De la Fuente era apenas o terceiro goleiro. A grande polêmica na seleção argentina foi a ausência de Bassedas, presente em praticamente todo o ciclo do técnico Daniel Passarella, mas preterido na convocação final em favor de um renegado e veterano, Abel Balbo. Esse baque ocorreu dois dias antes daquela partida decisiva contra o Huracán. O meia foi ovacionado de forma especial, sob o cântico “Bassedas, nós sim te respeitamos!”. Amparado pelo sucesso no Vélez, Bielsa, do seu lado, ocuparia o cargo do próprio Passarella após a Copa – El Loco havia ido primeiramente ao Espanyol, mas nem chegou às cinco partidas no time catalão, logo rescindindo para rumar à Albiceleste.
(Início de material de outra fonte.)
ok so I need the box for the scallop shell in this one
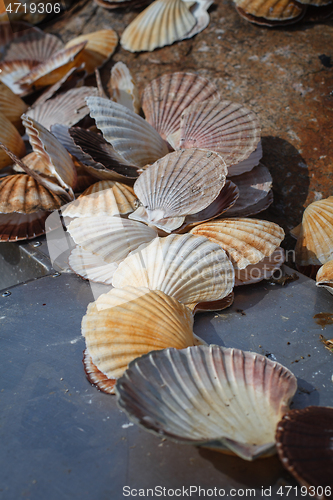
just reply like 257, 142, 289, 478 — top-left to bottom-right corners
0, 60, 38, 95
190, 218, 285, 269
316, 260, 333, 295
183, 0, 213, 39
109, 62, 140, 114
3, 30, 63, 62
67, 216, 157, 265
228, 141, 263, 177
226, 163, 273, 217
176, 100, 261, 167
83, 349, 118, 394
0, 82, 28, 129
82, 286, 197, 393
141, 72, 220, 141
116, 345, 297, 460
69, 246, 119, 284
235, 247, 285, 286
295, 196, 333, 266
26, 87, 98, 130
86, 97, 169, 168
129, 149, 228, 232
12, 151, 52, 176
17, 42, 86, 89
64, 29, 118, 75
233, 0, 304, 20
112, 234, 235, 310
120, 0, 196, 53
0, 174, 62, 214
22, 115, 77, 200
0, 112, 26, 170
0, 210, 49, 241
235, 4, 306, 25
275, 406, 333, 495
62, 180, 137, 218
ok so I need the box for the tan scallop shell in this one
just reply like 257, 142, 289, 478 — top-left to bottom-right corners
316, 260, 333, 295
116, 345, 297, 460
0, 82, 28, 129
26, 86, 98, 130
0, 210, 49, 241
112, 234, 235, 310
226, 163, 273, 217
22, 115, 77, 199
12, 151, 52, 177
62, 181, 137, 218
120, 0, 196, 53
235, 247, 285, 286
67, 216, 157, 265
64, 30, 118, 75
129, 149, 228, 232
17, 42, 87, 89
233, 0, 303, 20
141, 72, 220, 141
235, 4, 306, 26
190, 218, 285, 269
295, 196, 333, 266
175, 100, 261, 167
0, 112, 26, 170
86, 96, 169, 168
82, 286, 197, 391
109, 62, 140, 114
0, 59, 40, 95
0, 174, 62, 214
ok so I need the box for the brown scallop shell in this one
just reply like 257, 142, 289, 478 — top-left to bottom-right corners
233, 0, 304, 20
316, 260, 333, 295
141, 72, 220, 141
276, 406, 333, 498
0, 82, 28, 129
0, 210, 50, 241
235, 247, 285, 286
64, 30, 118, 75
190, 218, 285, 269
0, 112, 26, 170
0, 59, 38, 95
227, 141, 262, 177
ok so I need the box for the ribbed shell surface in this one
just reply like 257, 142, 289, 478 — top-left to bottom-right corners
112, 234, 235, 308
177, 100, 261, 166
109, 61, 140, 114
0, 174, 62, 213
141, 72, 220, 140
0, 112, 26, 169
190, 218, 284, 269
82, 286, 195, 382
120, 0, 196, 53
62, 180, 137, 218
130, 149, 227, 231
86, 97, 169, 167
233, 0, 303, 19
3, 31, 63, 62
116, 345, 297, 460
69, 246, 118, 284
228, 141, 262, 177
295, 196, 333, 266
0, 59, 38, 95
0, 210, 49, 241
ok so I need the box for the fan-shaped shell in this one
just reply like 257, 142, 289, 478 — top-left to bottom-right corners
0, 210, 49, 241
176, 100, 261, 167
295, 197, 333, 266
26, 86, 98, 130
82, 286, 197, 392
69, 246, 118, 284
226, 163, 273, 217
190, 218, 285, 269
67, 216, 157, 265
0, 174, 62, 214
112, 234, 235, 309
64, 29, 118, 75
235, 247, 285, 286
233, 0, 303, 20
62, 180, 137, 218
141, 72, 220, 141
0, 60, 40, 95
0, 82, 28, 128
86, 97, 169, 167
22, 115, 76, 199
276, 407, 333, 495
109, 62, 140, 114
0, 112, 26, 170
120, 0, 196, 53
316, 260, 333, 295
129, 149, 228, 232
116, 345, 297, 460
17, 42, 86, 89
3, 30, 63, 62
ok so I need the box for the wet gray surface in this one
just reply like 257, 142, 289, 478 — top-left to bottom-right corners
0, 257, 332, 499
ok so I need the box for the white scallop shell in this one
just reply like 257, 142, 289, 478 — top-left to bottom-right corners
109, 62, 140, 114
69, 246, 118, 284
112, 233, 235, 309
86, 97, 169, 167
115, 345, 297, 460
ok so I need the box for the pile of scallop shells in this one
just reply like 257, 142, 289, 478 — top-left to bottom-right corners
1, 19, 332, 487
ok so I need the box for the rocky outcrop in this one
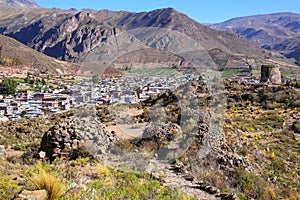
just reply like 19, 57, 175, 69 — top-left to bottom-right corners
33, 12, 117, 61
0, 10, 118, 61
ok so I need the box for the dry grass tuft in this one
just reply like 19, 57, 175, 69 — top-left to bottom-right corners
29, 168, 63, 200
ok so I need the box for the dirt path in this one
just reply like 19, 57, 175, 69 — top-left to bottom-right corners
103, 107, 221, 199
106, 124, 146, 139
148, 159, 221, 200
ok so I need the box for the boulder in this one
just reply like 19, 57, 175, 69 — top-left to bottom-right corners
18, 189, 48, 200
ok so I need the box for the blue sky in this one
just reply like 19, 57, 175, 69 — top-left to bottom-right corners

Humilde, Bielsa pouco atribuiu a si o sucesso de 20 anos atrás, o último título de sua carreira no futebol adulto (desde então, só as Olimpíadas de 2004): “o Vélez foi campeão pela hierarquia de suas individualidades. [Meus méritos foram] dar o esquema referencial para aglutinar essas individualidades. E acompanhar e harmonizar o grupo e participar para que a dimensão de cada jogador se aproxime de sua potencialidade”. Enquanto os comandados davam a volta olímpica, preferiu ficar na solidão, no vestiário. O Fortín demoraria sete anos para ser campeão outra vez, seu maior jejum desde a ascensão pós-93.